Introduction to RadSSH Shell

RadSSH provides a user shell-like environment. It is not quite a “real” shell; there are several restrictions and shortcomings that probably warrant calling it a glorified command line dispatcher utility. Unfortunately “shell” is much easier to type and read, and it behaves closely enough to a shell (with restrictions), that it will be called shell.

It is like a shell, because:
  • You get a prompt
  • You type shell command(s) at the prompt and you press [Enter]
  • The commands you typed run (or fail to run), and may produce output
  • On completion, you get a prompt
It is not like a shell, because:
  • No persistent state in between command invocations. You can “run” cd /tmp, but on completion you won’t be in the /tmp directory
  • RadSSH does very minimal interpretation of the typed input; it is passed mostly verbatim to the remote hosts
  • By default, your connected SSH sessions are not associated with a pty
  • Commands that require interactive input are not recommended, and will probably behave badly when run via RadSSH

Host Connections

RadSSH can connect to remote hosts either by name (as long as system name resolution is functional) or by IP address (IPv4; not tested with IPv6).

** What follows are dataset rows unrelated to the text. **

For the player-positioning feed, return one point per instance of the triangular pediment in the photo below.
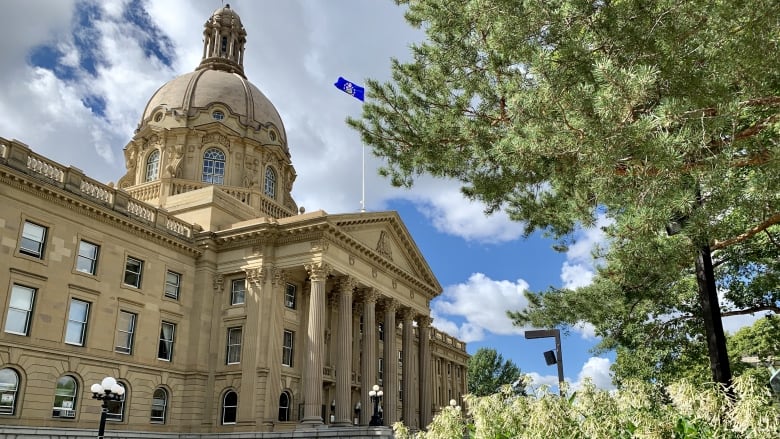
(386, 235)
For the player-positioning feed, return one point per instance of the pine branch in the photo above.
(774, 219)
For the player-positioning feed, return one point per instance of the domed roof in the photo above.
(191, 92)
(218, 80)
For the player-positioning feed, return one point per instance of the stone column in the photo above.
(274, 333)
(344, 353)
(369, 353)
(391, 364)
(315, 340)
(426, 380)
(407, 346)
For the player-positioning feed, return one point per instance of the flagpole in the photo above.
(363, 198)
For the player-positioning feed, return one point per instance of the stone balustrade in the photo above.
(18, 156)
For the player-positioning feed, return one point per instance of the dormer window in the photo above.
(213, 166)
(153, 165)
(270, 182)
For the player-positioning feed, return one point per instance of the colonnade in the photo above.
(370, 298)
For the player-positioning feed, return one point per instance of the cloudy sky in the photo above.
(76, 76)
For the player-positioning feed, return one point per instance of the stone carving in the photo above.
(255, 275)
(318, 271)
(219, 281)
(216, 138)
(383, 246)
(173, 169)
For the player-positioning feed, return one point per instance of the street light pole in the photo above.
(551, 333)
(105, 391)
(376, 397)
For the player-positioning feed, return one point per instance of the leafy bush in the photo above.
(637, 410)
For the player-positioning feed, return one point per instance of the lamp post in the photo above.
(107, 390)
(376, 397)
(357, 413)
(549, 356)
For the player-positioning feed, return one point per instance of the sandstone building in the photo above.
(198, 283)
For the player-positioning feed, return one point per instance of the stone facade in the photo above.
(197, 282)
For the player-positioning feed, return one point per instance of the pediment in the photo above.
(386, 235)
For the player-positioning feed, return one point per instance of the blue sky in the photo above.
(77, 75)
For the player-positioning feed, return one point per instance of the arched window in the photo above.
(116, 409)
(65, 397)
(159, 404)
(229, 407)
(9, 386)
(270, 182)
(284, 406)
(213, 166)
(153, 166)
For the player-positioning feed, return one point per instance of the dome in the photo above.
(196, 91)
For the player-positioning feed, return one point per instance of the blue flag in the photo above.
(350, 88)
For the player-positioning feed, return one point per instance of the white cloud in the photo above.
(482, 303)
(579, 268)
(596, 369)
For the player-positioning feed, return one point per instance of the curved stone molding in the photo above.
(370, 295)
(318, 270)
(255, 275)
(278, 276)
(424, 321)
(219, 281)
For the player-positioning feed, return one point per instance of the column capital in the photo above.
(346, 284)
(424, 321)
(408, 314)
(370, 295)
(255, 275)
(390, 305)
(318, 271)
(218, 282)
(278, 276)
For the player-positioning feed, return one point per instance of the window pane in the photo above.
(65, 398)
(124, 332)
(33, 237)
(165, 348)
(116, 409)
(159, 402)
(133, 269)
(172, 282)
(87, 258)
(19, 309)
(9, 383)
(238, 292)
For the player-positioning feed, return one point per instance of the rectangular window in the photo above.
(234, 346)
(125, 327)
(165, 348)
(33, 240)
(238, 292)
(287, 348)
(172, 283)
(133, 269)
(87, 258)
(289, 296)
(116, 408)
(20, 310)
(77, 322)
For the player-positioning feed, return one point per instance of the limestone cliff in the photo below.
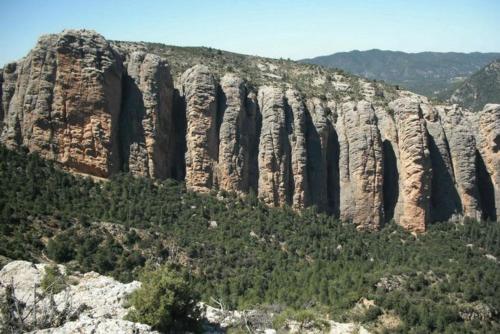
(358, 150)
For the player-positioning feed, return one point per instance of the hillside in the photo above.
(245, 254)
(294, 134)
(481, 88)
(426, 73)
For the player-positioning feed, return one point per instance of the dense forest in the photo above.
(247, 255)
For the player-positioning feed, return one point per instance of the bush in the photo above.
(53, 281)
(165, 301)
(60, 250)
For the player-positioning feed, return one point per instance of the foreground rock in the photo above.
(92, 303)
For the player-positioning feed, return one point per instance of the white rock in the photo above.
(99, 326)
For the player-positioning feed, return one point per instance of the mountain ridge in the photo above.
(296, 134)
(428, 73)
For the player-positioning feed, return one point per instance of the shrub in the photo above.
(60, 250)
(53, 281)
(165, 301)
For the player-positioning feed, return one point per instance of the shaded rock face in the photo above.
(489, 154)
(274, 149)
(98, 109)
(237, 136)
(67, 101)
(202, 139)
(147, 116)
(415, 164)
(323, 156)
(462, 148)
(445, 200)
(361, 168)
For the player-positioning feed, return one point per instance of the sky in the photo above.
(293, 29)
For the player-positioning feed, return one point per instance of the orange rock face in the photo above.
(100, 107)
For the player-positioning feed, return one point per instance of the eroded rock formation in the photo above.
(202, 139)
(147, 117)
(98, 109)
(361, 168)
(415, 173)
(489, 149)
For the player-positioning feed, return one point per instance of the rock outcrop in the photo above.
(415, 174)
(97, 303)
(99, 108)
(274, 149)
(202, 139)
(361, 168)
(66, 102)
(489, 148)
(147, 116)
(237, 136)
(462, 146)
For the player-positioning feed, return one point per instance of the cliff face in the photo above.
(99, 108)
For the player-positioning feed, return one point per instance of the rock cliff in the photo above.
(356, 149)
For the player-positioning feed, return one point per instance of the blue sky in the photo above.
(290, 29)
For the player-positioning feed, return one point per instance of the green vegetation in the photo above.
(433, 74)
(53, 280)
(164, 301)
(440, 281)
(311, 80)
(481, 88)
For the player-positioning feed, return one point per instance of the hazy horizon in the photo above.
(276, 29)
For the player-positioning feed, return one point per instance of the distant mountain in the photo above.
(427, 73)
(481, 88)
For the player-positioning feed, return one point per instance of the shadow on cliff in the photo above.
(132, 112)
(445, 200)
(391, 180)
(485, 189)
(323, 168)
(178, 169)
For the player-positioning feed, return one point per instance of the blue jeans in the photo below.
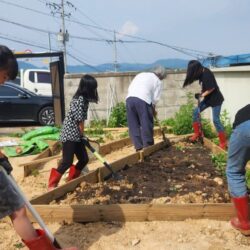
(216, 115)
(238, 156)
(140, 122)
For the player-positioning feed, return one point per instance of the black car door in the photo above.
(5, 103)
(19, 103)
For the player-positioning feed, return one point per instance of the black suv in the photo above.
(18, 104)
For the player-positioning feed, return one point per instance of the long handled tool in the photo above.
(201, 137)
(32, 210)
(165, 139)
(86, 142)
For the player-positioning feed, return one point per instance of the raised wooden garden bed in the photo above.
(143, 210)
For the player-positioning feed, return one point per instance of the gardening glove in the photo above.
(197, 95)
(4, 162)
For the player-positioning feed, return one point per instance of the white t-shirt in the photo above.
(145, 86)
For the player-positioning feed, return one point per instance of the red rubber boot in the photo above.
(196, 127)
(73, 173)
(241, 222)
(54, 178)
(222, 139)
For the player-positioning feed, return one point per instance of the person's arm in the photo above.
(1, 154)
(154, 110)
(81, 127)
(207, 92)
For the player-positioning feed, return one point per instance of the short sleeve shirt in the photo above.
(242, 115)
(77, 112)
(208, 81)
(146, 86)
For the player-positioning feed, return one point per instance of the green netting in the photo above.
(40, 131)
(33, 142)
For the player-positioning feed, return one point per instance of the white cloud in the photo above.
(128, 28)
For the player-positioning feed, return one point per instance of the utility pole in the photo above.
(63, 35)
(115, 53)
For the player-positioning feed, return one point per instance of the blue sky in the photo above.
(217, 26)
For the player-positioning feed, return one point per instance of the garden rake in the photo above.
(31, 209)
(165, 139)
(87, 142)
(201, 137)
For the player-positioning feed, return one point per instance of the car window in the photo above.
(6, 91)
(17, 81)
(43, 77)
(32, 76)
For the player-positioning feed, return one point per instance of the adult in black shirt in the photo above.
(238, 156)
(212, 97)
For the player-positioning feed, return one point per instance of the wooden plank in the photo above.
(120, 164)
(213, 147)
(43, 154)
(92, 176)
(65, 188)
(35, 164)
(134, 212)
(151, 149)
(115, 145)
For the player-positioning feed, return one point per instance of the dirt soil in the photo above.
(182, 173)
(163, 235)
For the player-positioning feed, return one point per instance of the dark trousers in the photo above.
(140, 122)
(69, 149)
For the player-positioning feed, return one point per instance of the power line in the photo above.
(26, 8)
(81, 61)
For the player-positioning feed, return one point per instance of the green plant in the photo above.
(124, 134)
(19, 245)
(183, 118)
(98, 123)
(96, 128)
(118, 117)
(220, 161)
(207, 128)
(168, 122)
(226, 123)
(109, 136)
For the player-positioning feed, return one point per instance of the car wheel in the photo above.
(46, 116)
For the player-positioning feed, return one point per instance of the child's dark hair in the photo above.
(8, 62)
(88, 89)
(194, 72)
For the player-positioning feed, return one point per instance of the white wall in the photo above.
(234, 83)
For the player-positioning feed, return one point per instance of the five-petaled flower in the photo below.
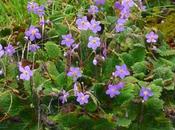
(114, 90)
(145, 93)
(33, 47)
(67, 40)
(120, 25)
(32, 6)
(1, 51)
(64, 96)
(151, 37)
(93, 9)
(95, 26)
(9, 50)
(83, 23)
(74, 72)
(121, 71)
(128, 3)
(99, 2)
(33, 33)
(40, 11)
(26, 72)
(94, 42)
(82, 98)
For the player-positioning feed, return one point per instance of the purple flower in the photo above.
(64, 96)
(26, 73)
(99, 2)
(95, 62)
(125, 13)
(67, 40)
(33, 47)
(76, 89)
(112, 90)
(9, 50)
(120, 25)
(121, 71)
(94, 42)
(93, 9)
(32, 6)
(142, 7)
(33, 33)
(145, 93)
(82, 98)
(117, 5)
(1, 51)
(120, 85)
(74, 72)
(128, 3)
(83, 23)
(42, 22)
(151, 37)
(39, 11)
(95, 26)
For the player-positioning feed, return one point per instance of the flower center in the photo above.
(33, 32)
(67, 39)
(145, 93)
(83, 98)
(94, 41)
(121, 70)
(25, 72)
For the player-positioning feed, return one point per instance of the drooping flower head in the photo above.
(64, 96)
(76, 91)
(145, 93)
(117, 5)
(9, 50)
(93, 9)
(33, 33)
(99, 2)
(26, 73)
(82, 98)
(1, 51)
(120, 85)
(83, 23)
(125, 13)
(42, 22)
(33, 47)
(112, 90)
(128, 3)
(67, 40)
(151, 37)
(40, 11)
(121, 71)
(95, 62)
(32, 6)
(120, 27)
(94, 42)
(74, 72)
(95, 26)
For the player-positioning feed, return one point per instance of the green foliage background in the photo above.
(33, 107)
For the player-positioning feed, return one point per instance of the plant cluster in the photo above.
(98, 67)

Depending on system resource availability, RadSSH is capable of several hundred to over one thousand concurrent connections. RadSSH can also utilize connections through the use of connections through an intermediate host (jumpbox), for use in environments where connection security and/or VLAN isolation may prevent other solutions from working.

You can leverage Bash expansion when invoking RadSSH to provide concise shorthand notation for specifying a range of hosts:

# Example for IP expansion
# Example for hostname expansion
# Hostname with domain expansion

By default, RadSSH will ensure that all remote host connections are validated against the user’s list of accepted host keys, saved in ~/.ssh/known_hosts. Only hosts whose identities have previously been established (and saved) will be considered trusted.

User Authentication

RadSSH supports password authentication as well as SSH Public Key based authentication. Keys can be used from the standard user identity file locations, from a running SSH Agent, or from explicit file locations. Initial authentication is attempted with the current user, but can also be configured to authenticate as a different username for remote login purposes.


RadSSH does not require 100% success regarding network connectivity or user authentication. A session can be started, attempting to connect to 100 remote host nodes. If 50 connect and authenticate, 30 connect but fail to properly authenticate, and the remaining 20 fail to connect, RadSSH will operate with 50 live connections and 50 inactive connections. At any time during the session, the user can attempt to retry the connection/authentication process to the inactive hosts, via the *auth meta-command (See Basic Star Commands in RadSSH). In some environments, having less than 100% success rate in connecting and authenticating winds up being the norm, rather than the exception. RadSSH is designed to cope with these environments as gracefully as possible.